Alexis Harrison and Deborah Lazarus of Arup on five emerging directions and innovations in brickwork
1. Thermal performance
A brick with very good thermal performance is the real Holy Grail, and increased emphasis on thermal performance puts this quest higher up the agenda. Nowadays, you just couldn’t design a building where the floor slab is supported by the masonry facade because of thermal bridging, so a clear thermal break is required between masonry materials.
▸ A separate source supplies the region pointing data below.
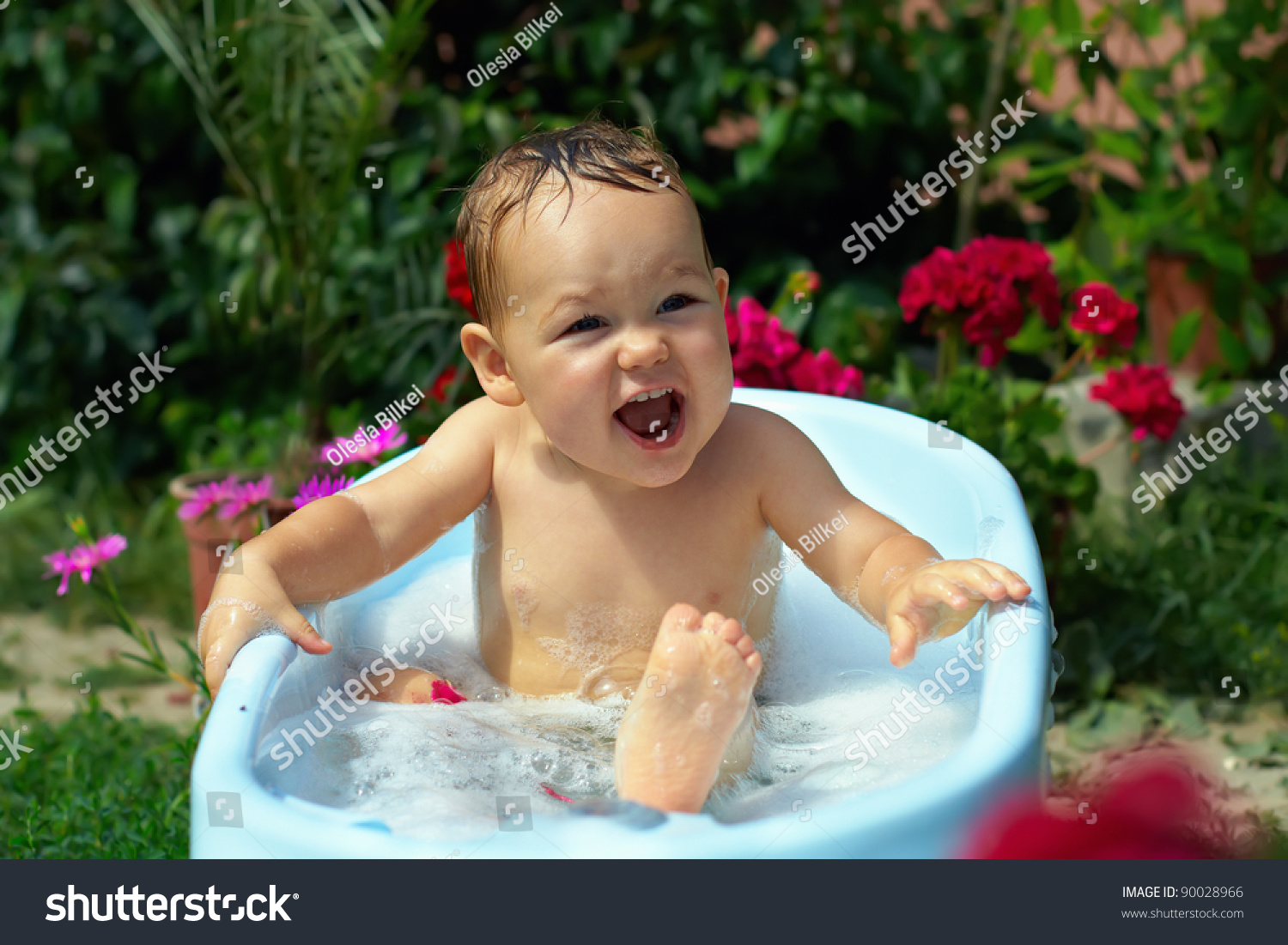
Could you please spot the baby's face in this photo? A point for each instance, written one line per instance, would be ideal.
(617, 301)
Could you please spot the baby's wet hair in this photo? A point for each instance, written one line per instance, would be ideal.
(592, 149)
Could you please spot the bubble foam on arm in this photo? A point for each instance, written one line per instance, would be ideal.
(854, 548)
(340, 543)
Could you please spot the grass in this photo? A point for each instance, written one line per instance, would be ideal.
(1189, 594)
(95, 787)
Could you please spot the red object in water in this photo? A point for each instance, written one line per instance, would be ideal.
(558, 797)
(443, 692)
(1151, 808)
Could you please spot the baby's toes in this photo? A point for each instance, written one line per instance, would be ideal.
(726, 628)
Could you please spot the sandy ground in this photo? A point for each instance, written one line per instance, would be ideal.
(48, 659)
(52, 666)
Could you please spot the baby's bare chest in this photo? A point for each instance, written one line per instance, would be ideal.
(571, 582)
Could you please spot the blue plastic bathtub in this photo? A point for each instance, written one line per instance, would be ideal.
(939, 486)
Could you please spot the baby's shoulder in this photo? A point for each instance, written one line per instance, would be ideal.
(755, 427)
(749, 435)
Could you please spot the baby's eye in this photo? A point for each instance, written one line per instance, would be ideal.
(585, 324)
(667, 306)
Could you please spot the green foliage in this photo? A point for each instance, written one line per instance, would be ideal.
(95, 785)
(1009, 417)
(1188, 594)
(1207, 100)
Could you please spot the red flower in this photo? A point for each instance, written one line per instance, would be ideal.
(765, 354)
(440, 391)
(822, 373)
(764, 350)
(1100, 311)
(458, 278)
(443, 692)
(984, 286)
(1143, 396)
(1145, 808)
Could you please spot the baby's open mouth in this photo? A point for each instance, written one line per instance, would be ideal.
(654, 420)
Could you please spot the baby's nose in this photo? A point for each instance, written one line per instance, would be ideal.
(643, 348)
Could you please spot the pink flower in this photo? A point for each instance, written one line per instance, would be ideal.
(822, 373)
(1100, 311)
(208, 496)
(764, 350)
(1143, 396)
(362, 447)
(319, 488)
(82, 559)
(443, 692)
(987, 288)
(244, 496)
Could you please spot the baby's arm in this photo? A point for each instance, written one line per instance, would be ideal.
(890, 576)
(340, 543)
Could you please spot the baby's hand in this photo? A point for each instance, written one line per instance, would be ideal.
(244, 607)
(939, 599)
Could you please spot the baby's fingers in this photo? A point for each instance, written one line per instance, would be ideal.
(930, 590)
(1017, 587)
(229, 623)
(904, 636)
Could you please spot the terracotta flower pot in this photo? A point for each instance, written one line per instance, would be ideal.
(1172, 295)
(209, 535)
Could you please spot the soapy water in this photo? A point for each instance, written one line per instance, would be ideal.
(435, 772)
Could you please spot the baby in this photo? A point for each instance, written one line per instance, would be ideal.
(608, 457)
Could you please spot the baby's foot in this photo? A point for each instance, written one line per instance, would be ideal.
(695, 693)
(407, 687)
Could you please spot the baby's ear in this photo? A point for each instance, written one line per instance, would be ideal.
(489, 366)
(721, 278)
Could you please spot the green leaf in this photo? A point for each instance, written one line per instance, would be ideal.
(1257, 331)
(1223, 254)
(1185, 332)
(1030, 20)
(406, 172)
(1035, 337)
(1043, 71)
(118, 201)
(1234, 350)
(1066, 15)
(852, 106)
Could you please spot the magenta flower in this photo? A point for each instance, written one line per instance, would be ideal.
(82, 559)
(208, 496)
(822, 373)
(244, 496)
(319, 488)
(365, 448)
(764, 348)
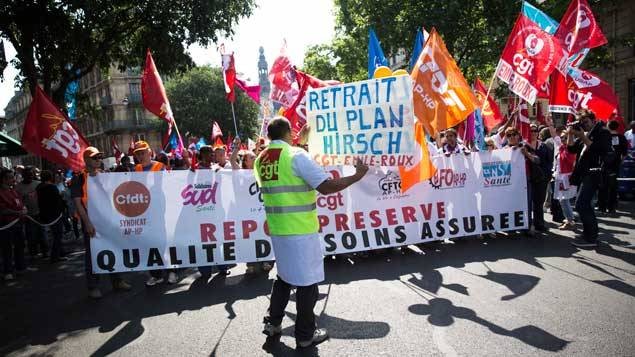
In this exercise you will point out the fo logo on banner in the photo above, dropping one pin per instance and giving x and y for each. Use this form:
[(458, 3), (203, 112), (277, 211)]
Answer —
[(131, 199), (497, 173), (447, 178)]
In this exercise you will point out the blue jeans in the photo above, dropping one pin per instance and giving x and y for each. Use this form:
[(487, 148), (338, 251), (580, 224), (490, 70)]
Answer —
[(567, 210), (588, 188)]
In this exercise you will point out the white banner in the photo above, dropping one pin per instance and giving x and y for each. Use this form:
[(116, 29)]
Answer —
[(157, 220), (371, 120)]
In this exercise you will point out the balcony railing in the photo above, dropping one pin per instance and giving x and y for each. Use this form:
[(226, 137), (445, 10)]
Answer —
[(126, 124), (134, 98), (105, 100)]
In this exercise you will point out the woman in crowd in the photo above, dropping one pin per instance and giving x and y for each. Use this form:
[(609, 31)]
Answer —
[(562, 168)]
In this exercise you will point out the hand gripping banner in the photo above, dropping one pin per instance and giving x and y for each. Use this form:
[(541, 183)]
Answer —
[(158, 220)]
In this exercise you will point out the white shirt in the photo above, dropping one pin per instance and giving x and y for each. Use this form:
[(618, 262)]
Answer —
[(299, 258)]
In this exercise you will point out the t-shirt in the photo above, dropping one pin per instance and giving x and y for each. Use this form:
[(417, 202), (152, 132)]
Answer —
[(299, 258), (50, 202), (10, 199), (77, 186), (28, 194)]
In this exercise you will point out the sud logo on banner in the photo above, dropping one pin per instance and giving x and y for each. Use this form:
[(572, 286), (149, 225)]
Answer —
[(159, 220), (528, 59), (371, 120)]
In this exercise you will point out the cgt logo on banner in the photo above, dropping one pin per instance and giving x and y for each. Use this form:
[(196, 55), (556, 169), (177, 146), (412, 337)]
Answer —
[(168, 235), (530, 55)]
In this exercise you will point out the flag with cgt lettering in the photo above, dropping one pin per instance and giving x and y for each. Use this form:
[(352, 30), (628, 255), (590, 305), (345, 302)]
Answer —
[(48, 133)]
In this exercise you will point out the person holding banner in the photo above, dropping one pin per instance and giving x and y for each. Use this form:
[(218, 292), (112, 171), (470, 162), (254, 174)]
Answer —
[(288, 179), (206, 162), (79, 193), (591, 147), (12, 211), (143, 156)]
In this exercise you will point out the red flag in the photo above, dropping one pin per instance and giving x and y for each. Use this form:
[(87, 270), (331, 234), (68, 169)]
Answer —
[(489, 109), (296, 112), (154, 98), (543, 89), (47, 133), (131, 146), (583, 90), (540, 117), (530, 55), (578, 29), (216, 132), (252, 90), (523, 123), (229, 74)]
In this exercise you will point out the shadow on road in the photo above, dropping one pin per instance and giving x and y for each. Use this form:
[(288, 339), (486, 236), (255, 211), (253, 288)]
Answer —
[(441, 312), (51, 302)]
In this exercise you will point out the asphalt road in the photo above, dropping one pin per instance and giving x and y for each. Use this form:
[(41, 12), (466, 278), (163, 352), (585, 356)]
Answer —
[(505, 296)]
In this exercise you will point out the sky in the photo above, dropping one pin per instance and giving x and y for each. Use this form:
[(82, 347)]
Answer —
[(271, 23)]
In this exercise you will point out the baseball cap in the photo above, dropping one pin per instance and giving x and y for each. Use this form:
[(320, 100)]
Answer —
[(205, 148), (91, 151), (141, 145)]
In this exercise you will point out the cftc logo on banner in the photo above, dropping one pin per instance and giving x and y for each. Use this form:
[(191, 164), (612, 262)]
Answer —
[(498, 173), (448, 178), (131, 199)]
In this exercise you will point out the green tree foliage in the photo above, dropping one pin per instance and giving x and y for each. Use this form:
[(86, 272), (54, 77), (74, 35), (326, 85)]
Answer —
[(50, 35), (197, 98), (474, 32)]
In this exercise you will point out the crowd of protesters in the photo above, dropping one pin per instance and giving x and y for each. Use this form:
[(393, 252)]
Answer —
[(567, 166)]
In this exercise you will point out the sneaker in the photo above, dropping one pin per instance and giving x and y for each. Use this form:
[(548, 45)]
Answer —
[(122, 285), (567, 225), (154, 281), (94, 293), (272, 330), (319, 336), (584, 244)]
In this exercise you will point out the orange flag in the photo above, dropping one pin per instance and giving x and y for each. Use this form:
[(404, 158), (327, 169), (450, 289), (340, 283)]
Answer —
[(421, 171), (442, 98)]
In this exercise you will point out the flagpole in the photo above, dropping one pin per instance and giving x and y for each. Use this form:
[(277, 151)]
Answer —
[(234, 117), (491, 83)]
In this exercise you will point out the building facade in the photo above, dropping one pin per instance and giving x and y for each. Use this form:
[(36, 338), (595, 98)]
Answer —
[(616, 21), (110, 111)]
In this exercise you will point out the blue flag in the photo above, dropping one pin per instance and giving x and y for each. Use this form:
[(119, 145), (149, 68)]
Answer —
[(376, 56), (416, 50), (543, 20)]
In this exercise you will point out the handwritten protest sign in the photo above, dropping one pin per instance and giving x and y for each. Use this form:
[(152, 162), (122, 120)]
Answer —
[(370, 120)]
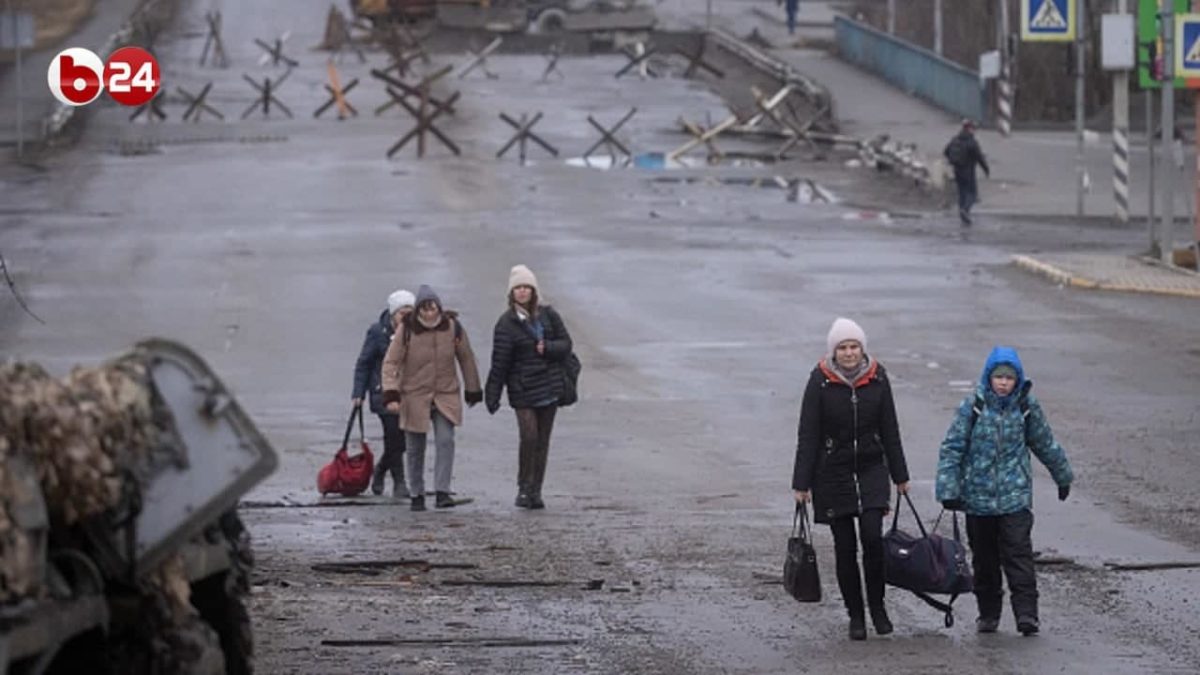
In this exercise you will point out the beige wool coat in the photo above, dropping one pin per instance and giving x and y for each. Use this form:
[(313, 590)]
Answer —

Thermal brick products have been around in mainland Europe for 20 years or more but are only now starting to be used more widely over here. While their complex labyrinth of perforated patterns gives greater thermal efficiency, their porous ceramic body is not very durable. Therefore these bricks are normally rendered, which means they lose their aesthetic quality.
2. New fixings
Greater thermal performance requirements have led to increasingly thick insulation zones of up to 250mm, leading to much wider cavities. This places more emphasis on how the masonry is fixed back to the structure. We’ve been looking at different materials for brackets including advanced composites rather than stainless steel.
3. Patterning
We’re getting many more requests from architects to look at different brick patterns such as textured corbelling, brick-faced soffits, and in particular, perforated screenwalls like those used in O’Donnell + Tuomey’s LSE Student Centre in London. There is generally a return to heavier masonry (or at least, the illusion of it) and more desire to use brick, but in a less traditional way to give texture and pattern. Dutch architecture has long been an inspiration for this.
4. New brick materials
It’s not mainstream yet, but the sustainability agenda is driving is all sorts of research into different brick materials, such as compost waste, for example. Even fungi are being used – grown in straw and their mycelium fibres used to form bricks that are then heat treated to prevent further growth. Pioneers of this process claim the bricks are water, fire and mould resistant.
5. Prefabrication
This isn’t a new innovation, but the economic drivers are now starting to work better for some types of prefabricated brickwork. Not only is prefabrication safer, it is also much quicker – which is a particular advantage if site access is limited and the programme is very pressured. The disadvantage is the effect of the panels on the elevation – joints between them have to be either disguised or accepted as part of the composition.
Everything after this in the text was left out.